The Ray Donovan movie will air on Showtime, and for years afterward in our grim and eternally troubled sleep.

17 Comments

  • noisetanknick-av says:

    Makin’ his way
    In L.A.
    It can be hard out there for a janitor
    [“Point me to the toilet. I’ll fix it right up.”]
    I hope Ray Donovan never dies!

  • cuzned-av says:

    I was super into Ray Donovan early on. I’m a big-time sucker for Liev Schreiber, and for a stoic ass-kicker, so it’s like the show was made for me specifically.
    But the wife doesn’t share my Schreiboner, so when we got into the second season of focusing on goddamn Jon Voight, i was content to just go to bed earlier.
    Don’t know if i’ll bother with the movie. Maybe if i find out that Mickey fuckin’ dies early in the movie (or offscreen before it starts), and in a really dumb way, like he’s just strolling down the street minding his own dirtbag business and a piano falls on his head? I don’t know, i’m just spit-balling.
    But something like that, and then maybe i could go back to having Liev glower directly into my soul.

    • Velops-av says:

      I wish I had bailed early on like you. I foolishly stuck with it as the show slowly began its descent into madness. Seasons 5 was my breaking point.
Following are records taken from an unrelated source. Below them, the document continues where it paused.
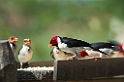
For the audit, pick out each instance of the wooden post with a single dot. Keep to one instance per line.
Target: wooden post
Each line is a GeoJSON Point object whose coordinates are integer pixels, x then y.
{"type": "Point", "coordinates": [8, 71]}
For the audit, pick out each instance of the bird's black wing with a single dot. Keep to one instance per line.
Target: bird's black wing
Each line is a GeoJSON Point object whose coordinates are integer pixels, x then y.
{"type": "Point", "coordinates": [19, 51]}
{"type": "Point", "coordinates": [78, 43]}
{"type": "Point", "coordinates": [74, 42]}
{"type": "Point", "coordinates": [99, 45]}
    • tokenaussie-av says:

      Yeah, his family drama bullshit got me out about halfway through the first season. Dammit. I just wanna watch Liev Schrieber cover up hooker murders and convince strippers who slept with basketballers to get abortions. Is that too much to ask?

  • hulk6785-av says:

    Ray Donovan may very well be the epitome of TV shows that ran for a long time but weren’t very popular, i.e. cultural phenomenon.  

    • broyalelikethemoviebattleroyale-av says:

      I’ve never watched the Ray Donovan show, but I do appreciate that a show like it can have legs without being popular. These days, it seems if AVClub, Slate, and whoever else aren’t talking about your show, people automatically consider it a failure.
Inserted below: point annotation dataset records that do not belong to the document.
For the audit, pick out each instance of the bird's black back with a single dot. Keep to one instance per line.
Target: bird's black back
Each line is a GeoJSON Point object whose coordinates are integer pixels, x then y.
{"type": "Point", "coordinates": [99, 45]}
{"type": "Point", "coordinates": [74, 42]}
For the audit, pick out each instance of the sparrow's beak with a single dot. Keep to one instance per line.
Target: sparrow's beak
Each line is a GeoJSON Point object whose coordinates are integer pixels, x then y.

    • dwarfandpliers-av says:

      “Everybody Loves Raymond (Donovan)“

  • rigbyriordan-av says:

    I’d love to see Smitty somehow survive being gunned down in a miraculous, “he was actually dead for 11 minutes” surgery. But yeah, this had to happen. There’s no way they could let it end the way it did. 

  • softsack-av says:

    I feel like the marketing team at Showtime really f’ed up on this show. For all I know it might be great, but whenever I hear about it I’m reminded of John Oliver’s bit where he says: “What is Ray Donovan about? I will never know.” (Sorry
    can’t find a clip)
    Before I read this article all I knew was that a) it stars Liev Schrieber, b) his character’s name is (probably) Ray Donovan… and that’s it. But it seems like whoever designed the promotional material at Showtime thought that’s all anyone needed to know in order to tune in.

    • usernamedonburnham-av says:

      i dont know why Oliver (or anybody) would be confused. its the simplest show in the world-ray’s a scumbag, almost everyone he knows is a scumbag, he does shady shit for money, he has a family. There, done.

    • porthos69-av says:

      i’m in your boat:  i know a few things about the show:  it’s called ray donovan, ray is liev, people are very into ray donovan.

    • snooder87-av says:

      Yeah, the only reason I started watching the show was because I happened to catch a random episode while staying in a hotel room once. The marketing just doesn’t do the show justice at all.

  • thekinjacaffeinespider-av says:

    So Ray Donovan and Keith Richards are going to dance on our graves?

  • aej6ysr6kjd576ikedkxbnag-av says:

    I watched this for a while. In the end, the sheer disparate makeup of the thing tired me out. Was it about Hollywood? Was it a mob show? A family drama? It seemed to move in so many directions at random, I got tired trying to keep up.